A Robust Cross-Band Network for Blind Source Separation of Underwater Acoustic Mixed Signals
Round 1
Reviewer 1 Report
Comments and Suggestions for AuthorsThe authors present an approach based on RNN to Blind Source Separation problem applied to underwater acoustic mixed signals.
- The document
The problem and the state of the art are well presented. Furthermore, the explanation of the solution is very well described throughout the article. In this sense it is mandatory to congratulate the authors for their work.
- Metrics, performance and understanding the results
In all research, the results are what support the work. The authors indicate that their proposal improves by 0.779 dB in terms of SDR metric. As engineer and reader, an 0.779 dB in a measurement means nothing. It is not a significative value. In terms of log numbers, 3dB is “the half”.
A reader can conclude that proposed method is quite similar in terms of SDR to best state of art approach. Of course, let see the MSE. Authors presents that their proposal reach a 0.002 in MSE in comparison with 0,006 from other approaches.
The question is, are those metrics the valid ones to determine the usefulness of the proposal?
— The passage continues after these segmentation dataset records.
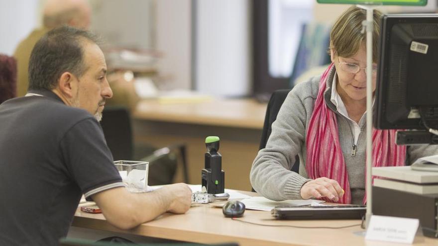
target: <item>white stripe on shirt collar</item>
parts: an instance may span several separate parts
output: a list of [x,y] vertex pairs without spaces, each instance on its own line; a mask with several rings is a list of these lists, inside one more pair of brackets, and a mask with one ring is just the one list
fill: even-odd
[[40,95],[39,94],[36,94],[36,93],[28,93],[24,95],[24,96],[44,96],[42,95]]

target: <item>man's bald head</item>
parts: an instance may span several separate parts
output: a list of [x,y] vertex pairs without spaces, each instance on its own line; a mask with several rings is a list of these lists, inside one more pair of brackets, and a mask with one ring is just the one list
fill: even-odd
[[87,0],[47,0],[43,22],[51,28],[63,25],[88,29],[91,9]]

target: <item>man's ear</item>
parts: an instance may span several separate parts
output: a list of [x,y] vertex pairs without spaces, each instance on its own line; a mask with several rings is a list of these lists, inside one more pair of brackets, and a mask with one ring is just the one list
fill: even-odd
[[61,93],[67,97],[71,98],[78,89],[78,79],[72,73],[64,72],[59,78],[58,86]]

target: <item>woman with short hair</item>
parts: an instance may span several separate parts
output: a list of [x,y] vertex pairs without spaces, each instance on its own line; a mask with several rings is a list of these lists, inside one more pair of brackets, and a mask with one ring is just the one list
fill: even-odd
[[[337,19],[330,33],[332,63],[289,92],[254,161],[250,177],[256,191],[274,200],[366,203],[366,76],[374,91],[381,15],[374,10],[371,75],[361,32],[366,10],[352,6]],[[396,145],[395,132],[373,129],[373,166],[404,165],[438,154],[434,146]],[[297,155],[299,174],[290,171]]]

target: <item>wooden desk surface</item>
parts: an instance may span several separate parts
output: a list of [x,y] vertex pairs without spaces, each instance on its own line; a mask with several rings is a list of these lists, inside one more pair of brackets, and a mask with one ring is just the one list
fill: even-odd
[[266,104],[252,99],[165,104],[145,99],[138,104],[133,116],[137,119],[261,130],[266,110]]
[[[342,227],[361,223],[359,220],[277,221],[273,220],[269,212],[253,210],[246,210],[244,216],[239,219],[266,225],[302,227]],[[75,214],[72,226],[198,243],[234,242],[242,246],[400,245],[366,241],[363,236],[359,235],[364,232],[359,226],[333,229],[251,225],[224,218],[220,208],[214,207],[210,204],[192,206],[185,214],[166,213],[154,221],[129,231],[120,230],[110,225],[102,214],[89,214],[78,210]],[[418,240],[414,245],[438,244],[438,240],[425,237]]]

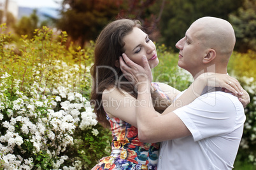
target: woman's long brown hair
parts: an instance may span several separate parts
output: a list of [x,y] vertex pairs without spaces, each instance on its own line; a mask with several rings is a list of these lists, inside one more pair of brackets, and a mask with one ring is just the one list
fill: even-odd
[[[116,61],[124,52],[123,37],[131,33],[134,27],[141,29],[138,20],[116,20],[106,25],[96,39],[94,64],[91,68],[93,85],[90,102],[94,107],[97,121],[105,127],[110,127],[110,123],[102,105],[102,95],[104,89],[118,86],[119,88],[117,89],[120,93],[122,93],[122,91],[129,92],[132,96],[137,98],[138,93],[134,86],[125,78],[119,67],[115,66]],[[120,84],[120,82],[126,83]],[[162,100],[167,100],[161,98],[157,93],[152,94],[153,103],[155,104],[155,109],[162,112],[169,102],[162,105],[164,102]],[[161,105],[159,105],[160,102]]]

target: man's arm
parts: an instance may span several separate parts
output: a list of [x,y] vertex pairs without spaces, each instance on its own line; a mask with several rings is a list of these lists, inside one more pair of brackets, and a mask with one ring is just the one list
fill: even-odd
[[[133,77],[133,79],[131,81],[136,83],[135,85],[138,91],[137,100],[140,105],[139,107],[136,107],[136,111],[140,140],[155,142],[190,135],[190,133],[188,129],[173,111],[191,103],[195,98],[200,96],[206,82],[208,83],[208,86],[218,86],[220,84],[217,86],[215,84],[220,83],[220,82],[217,82],[215,79],[211,81],[211,79],[207,79],[207,78],[211,78],[211,79],[214,78],[214,77],[211,77],[210,76],[206,79],[197,79],[188,90],[181,95],[178,101],[176,100],[174,102],[162,115],[159,116],[152,105],[150,86],[149,85],[152,80],[152,72],[146,58],[143,57],[144,67],[142,67],[133,63],[125,55],[123,55],[123,58],[126,63],[120,58],[121,70],[124,74],[130,75],[129,77],[127,77],[128,79]],[[230,77],[225,77],[225,79],[220,81],[222,84],[220,86],[229,89],[234,93],[240,91],[241,88],[238,88],[238,87],[241,87],[239,83],[238,85],[238,82]],[[234,85],[229,87],[229,82],[232,81],[234,82],[232,84]],[[195,88],[194,86],[196,88]],[[178,105],[178,101],[179,105]],[[167,113],[168,114],[167,114]]]

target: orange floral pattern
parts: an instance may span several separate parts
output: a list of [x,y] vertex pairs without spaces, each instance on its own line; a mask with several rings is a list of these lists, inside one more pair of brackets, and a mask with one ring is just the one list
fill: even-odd
[[[167,98],[157,83],[152,85],[162,96]],[[118,117],[107,117],[111,127],[112,152],[97,164],[96,169],[157,169],[160,143],[142,143],[136,127]]]

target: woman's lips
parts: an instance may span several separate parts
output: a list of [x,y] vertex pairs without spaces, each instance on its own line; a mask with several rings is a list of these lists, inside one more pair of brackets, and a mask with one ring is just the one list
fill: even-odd
[[157,55],[153,55],[150,60],[148,60],[148,61],[155,60],[155,59],[157,58]]

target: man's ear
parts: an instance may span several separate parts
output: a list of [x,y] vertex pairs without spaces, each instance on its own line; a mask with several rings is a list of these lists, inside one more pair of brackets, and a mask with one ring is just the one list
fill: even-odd
[[203,59],[204,63],[211,62],[216,57],[216,51],[213,49],[209,49]]
[[120,68],[119,60],[115,60],[115,66]]

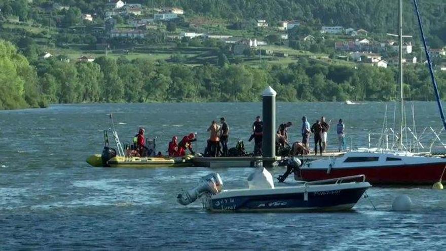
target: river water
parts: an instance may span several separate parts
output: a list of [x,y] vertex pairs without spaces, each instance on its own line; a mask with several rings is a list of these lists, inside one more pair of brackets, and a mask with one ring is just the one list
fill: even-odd
[[[386,105],[393,126],[393,103],[279,103],[277,121],[297,123],[290,131],[294,140],[303,115],[311,122],[324,115],[333,126],[342,118],[352,145],[365,146],[368,131],[381,131]],[[419,130],[441,127],[434,103],[415,106]],[[99,104],[0,112],[0,249],[443,249],[446,192],[428,187],[372,188],[377,210],[362,198],[348,212],[210,213],[198,202],[178,204],[177,194],[211,172],[226,188],[246,186],[252,169],[104,168],[85,162],[101,152],[110,113],[123,142],[143,126],[164,152],[173,135],[195,132],[202,152],[212,120],[227,118],[233,146],[238,138],[247,142],[261,109],[255,103]],[[391,211],[399,194],[411,197],[412,211]]]

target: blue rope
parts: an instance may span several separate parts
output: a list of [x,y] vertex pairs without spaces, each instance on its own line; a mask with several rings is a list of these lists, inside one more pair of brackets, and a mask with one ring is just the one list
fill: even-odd
[[435,98],[437,99],[437,104],[438,105],[438,110],[440,110],[440,116],[441,117],[441,121],[443,122],[443,126],[446,130],[446,120],[444,119],[444,114],[443,112],[443,107],[441,106],[441,100],[440,99],[440,94],[438,93],[438,87],[437,86],[437,82],[435,81],[435,77],[434,75],[434,71],[432,69],[432,61],[430,60],[430,54],[427,49],[427,44],[426,42],[426,37],[424,35],[424,30],[423,29],[423,24],[421,23],[421,18],[420,17],[420,12],[418,11],[418,4],[417,0],[414,0],[414,5],[415,6],[415,12],[417,13],[417,17],[418,19],[418,24],[420,25],[420,30],[421,31],[421,38],[423,40],[423,44],[424,45],[424,51],[426,52],[426,58],[429,64],[429,70],[430,73],[430,77],[432,79],[432,84],[434,86],[434,91],[435,93]]

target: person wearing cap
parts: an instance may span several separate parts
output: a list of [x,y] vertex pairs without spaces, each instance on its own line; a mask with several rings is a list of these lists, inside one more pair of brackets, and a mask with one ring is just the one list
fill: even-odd
[[254,138],[254,155],[262,156],[262,142],[263,140],[263,122],[260,116],[255,117],[255,121],[252,123],[252,134],[249,138],[251,141]]
[[338,134],[338,150],[339,152],[342,151],[343,148],[344,148],[344,142],[345,138],[345,134],[344,133],[345,129],[345,125],[342,122],[342,119],[339,119],[339,122],[338,123],[338,124],[336,125],[336,133]]
[[182,157],[185,155],[186,149],[189,149],[191,154],[195,154],[192,150],[192,142],[194,141],[197,141],[197,138],[195,137],[194,133],[191,133],[189,135],[183,137],[183,139],[178,144],[178,156]]
[[228,140],[229,137],[229,127],[226,123],[225,118],[220,118],[220,122],[221,123],[221,127],[220,129],[220,144],[221,144],[222,155],[224,157],[228,156]]
[[311,130],[310,128],[310,123],[307,121],[307,117],[302,117],[302,143],[305,145],[305,148],[307,151],[310,151],[310,134]]
[[218,136],[219,130],[220,126],[214,120],[212,121],[211,125],[207,128],[209,138],[207,140],[207,151],[205,153],[210,157],[217,157],[218,153],[218,148],[220,146],[220,137]]

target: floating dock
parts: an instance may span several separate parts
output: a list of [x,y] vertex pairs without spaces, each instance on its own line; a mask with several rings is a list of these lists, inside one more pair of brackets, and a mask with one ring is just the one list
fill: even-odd
[[[345,152],[328,152],[324,153],[322,156],[307,155],[295,156],[303,162],[337,158],[342,156]],[[277,163],[289,157],[276,156],[275,157],[246,156],[246,157],[195,157],[192,159],[194,166],[201,167],[256,167],[262,166],[264,161]]]
[[277,162],[281,157],[196,157],[192,159],[194,166],[202,167],[255,167],[262,166],[264,161]]

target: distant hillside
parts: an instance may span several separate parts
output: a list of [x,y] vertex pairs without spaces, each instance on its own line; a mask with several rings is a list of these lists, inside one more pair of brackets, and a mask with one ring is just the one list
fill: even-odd
[[[362,28],[369,31],[395,32],[397,0],[144,0],[155,7],[182,8],[189,15],[199,14],[230,20],[266,19],[276,22],[297,19],[325,25]],[[446,44],[446,2],[419,1],[423,24],[432,47]],[[418,35],[412,0],[404,0],[404,30]]]

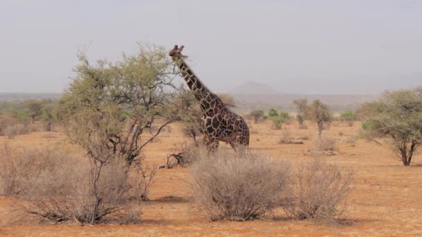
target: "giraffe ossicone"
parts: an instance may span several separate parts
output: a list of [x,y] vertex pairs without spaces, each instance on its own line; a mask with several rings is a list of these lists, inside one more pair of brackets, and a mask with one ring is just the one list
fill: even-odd
[[184,46],[175,45],[169,53],[189,88],[194,91],[202,111],[201,128],[208,150],[218,148],[219,141],[230,144],[235,151],[244,150],[249,145],[249,128],[244,119],[230,111],[221,99],[212,93],[185,62]]

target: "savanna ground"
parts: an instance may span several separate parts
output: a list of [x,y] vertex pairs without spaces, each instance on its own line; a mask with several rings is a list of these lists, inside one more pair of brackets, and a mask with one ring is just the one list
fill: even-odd
[[[271,129],[271,121],[251,127],[252,150],[275,159],[287,159],[294,166],[315,159],[308,148],[316,139],[316,125],[300,130],[296,123]],[[338,140],[339,154],[323,156],[330,163],[351,168],[354,176],[348,196],[348,214],[339,224],[332,225],[287,219],[282,210],[268,218],[245,222],[210,222],[193,208],[188,167],[160,169],[149,198],[144,203],[142,222],[137,225],[81,225],[77,223],[52,225],[31,221],[15,210],[19,201],[0,198],[1,236],[421,236],[422,235],[422,157],[417,154],[410,167],[403,166],[386,148],[364,139],[353,139],[360,123],[354,126],[332,125],[323,137]],[[307,137],[305,144],[280,144],[282,134],[288,130],[296,138]],[[343,133],[341,136],[339,132]],[[35,132],[13,139],[0,137],[0,144],[37,147],[65,139],[60,132]],[[146,162],[161,165],[166,155],[174,152],[174,145],[186,138],[176,125],[146,147]],[[221,144],[221,148],[228,146]]]

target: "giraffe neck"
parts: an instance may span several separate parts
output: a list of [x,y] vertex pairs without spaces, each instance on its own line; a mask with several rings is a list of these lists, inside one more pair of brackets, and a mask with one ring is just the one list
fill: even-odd
[[177,62],[177,65],[180,70],[180,73],[186,81],[187,86],[192,91],[195,92],[195,94],[206,96],[208,94],[211,94],[211,91],[205,85],[203,85],[203,83],[202,83],[199,78],[198,78],[186,62],[180,60]]
[[208,111],[210,108],[219,107],[222,109],[224,107],[221,100],[207,88],[186,62],[180,59],[175,62],[180,70],[180,73],[186,81],[187,86],[194,91],[194,96],[199,102],[202,111]]

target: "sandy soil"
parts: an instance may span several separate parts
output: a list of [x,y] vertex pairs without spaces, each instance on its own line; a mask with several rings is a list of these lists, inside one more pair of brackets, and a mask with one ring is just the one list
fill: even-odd
[[[287,159],[292,164],[313,159],[307,148],[314,142],[316,128],[299,130],[296,125],[272,130],[269,123],[251,127],[251,148],[270,155],[272,159]],[[324,157],[344,168],[351,168],[355,176],[348,197],[349,215],[341,224],[330,226],[283,218],[281,211],[274,217],[246,222],[212,222],[192,209],[189,195],[189,168],[176,167],[158,170],[151,199],[144,205],[143,222],[139,225],[81,225],[24,224],[16,222],[13,211],[17,200],[0,198],[0,236],[422,236],[422,157],[417,155],[410,167],[404,167],[386,148],[359,139],[349,143],[359,129],[332,126],[323,136],[339,139],[339,154]],[[307,136],[303,145],[278,144],[282,133],[288,129],[295,137]],[[342,132],[344,134],[339,135]],[[0,143],[38,146],[62,139],[60,133],[35,132]],[[150,164],[162,164],[165,155],[185,138],[176,125],[146,148]],[[349,141],[349,142],[347,142]],[[222,146],[223,148],[226,148]]]

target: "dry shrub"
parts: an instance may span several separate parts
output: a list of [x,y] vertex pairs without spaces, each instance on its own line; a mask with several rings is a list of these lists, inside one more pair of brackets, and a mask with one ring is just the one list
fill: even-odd
[[[140,201],[146,197],[155,174],[140,171],[142,175],[130,179],[132,170],[115,160],[102,167],[94,186],[89,159],[73,149],[6,146],[1,152],[7,155],[0,156],[2,193],[28,201],[25,209],[29,213],[55,222],[137,222]],[[144,168],[139,166],[132,169]],[[97,198],[101,201],[96,206]]]
[[301,140],[309,140],[309,137],[307,135],[301,135],[298,137]]
[[355,143],[356,142],[356,140],[357,140],[357,137],[356,137],[349,136],[349,137],[347,137],[344,139],[344,141],[346,143]]
[[319,151],[337,151],[337,141],[332,138],[323,137],[321,141],[316,144]]
[[31,182],[53,168],[56,159],[66,154],[59,150],[11,147],[5,144],[0,149],[0,195],[27,194]]
[[345,213],[352,173],[316,159],[299,166],[292,187],[292,202],[284,207],[288,216],[333,222]]
[[299,129],[307,129],[307,126],[304,123],[299,125]]
[[292,137],[292,134],[288,130],[285,130],[282,135],[278,143],[280,144],[290,144],[293,142],[293,137]]
[[213,221],[254,219],[277,206],[288,168],[262,155],[219,151],[192,166],[193,195],[198,208]]
[[322,130],[328,130],[330,129],[330,127],[331,126],[331,123],[324,123],[322,125]]

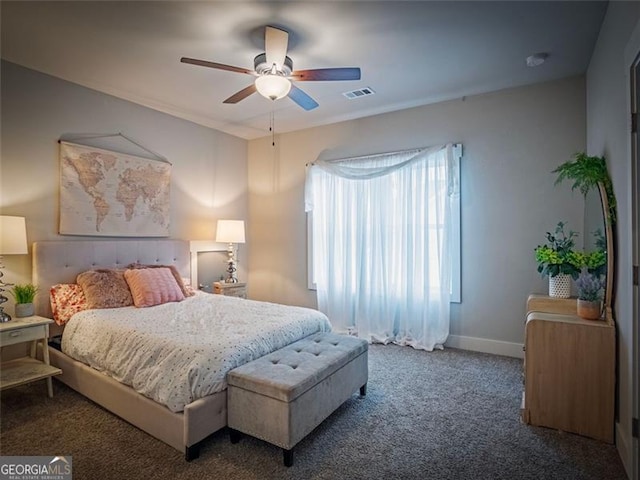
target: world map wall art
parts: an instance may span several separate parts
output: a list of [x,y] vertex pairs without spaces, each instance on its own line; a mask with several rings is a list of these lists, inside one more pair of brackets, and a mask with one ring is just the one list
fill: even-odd
[[168,237],[171,164],[60,142],[60,234]]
From the reader, the response is NO.
Lets’s look to the figures 8-10. If subfigure a is the target to extract from subfigure c and the extracted signal is presented in d. Can you explain why the extracted signal has an MSE of 0.002 but when zooming in on the subfigure, the separated ones do not have the same shape?
A reason for that could be that ultra-low MSE can be achieved when the number of samples (N) is increased and the algorithm performs very well in highly predictable scenarios (slopes) and makes gross errors in less predictable places (slope changes, peaks and valleys).
In order to clarify this poor improvement of 0,779 dB in SDR to reach a MSE of 0,007 is to introduce the computational effort required to obtain those values. If you demonstrate that you require lower number of operations that previous approach. Ok, congratulations, this is a breakthrough for science. If not, we need to properly justify that computational effort to achieve that minimal improvement.
Minor
Images are very tiny. The figures 8-9 must be increased and not presented in current way.
In my opinion, the numbers in horizontal axes in seconds are wrong. There exist a sub-unit called ms (10^-3 seconds).
Author Response
Comment1:
The authors indicate that their proposal improves by 0.779 dB in terms of SDR metric. As engineer and reader, an 0.779 dB in a measurement means nothing. It is not a significative value. In terms of log numbers, 3dB is 'the half'. A reader can conclude that proposed method is quite similar in terms of SDR to best state of art approach. Of course, let see the MSE. Authors presents that their proposal reach a 0.002 in MSE in comparison with 0,006 from other approaches. The question is, are those metrics the valid ones to determine the usefulness of the proposal? From the reader, the response is NO.
Response1:
Thank you for the valuable suggestion. Within the field of Blind Source Separation (BSS), our methodology aligns with several established state-of-the-art approaches, utilizing SDR and MSE for performance evaluation. These metrics are widely adopted because SDR reflects perceptual signal quality by penalizing distortion and interference, while MSE captures precise waveform reconstruction errors. This combination ensures both perceptual relevance and numerical precision in evaluating separation performance. As Vincent et al. explicitly state (IEEE TASLP 2006) [1], an SDR gain exceeding 0.5 dB holds significant practical value in underwater acoustic scenarios, as it directly reduces the target misdetection rate (refer to Section 1 of the original paper's introduction). The improvement of 0.779 dB achieved in this work significantly surpasses typical gains reported in comparable studies (e.g., Luo et al. [2] achieved only 0.6 dB in 2019).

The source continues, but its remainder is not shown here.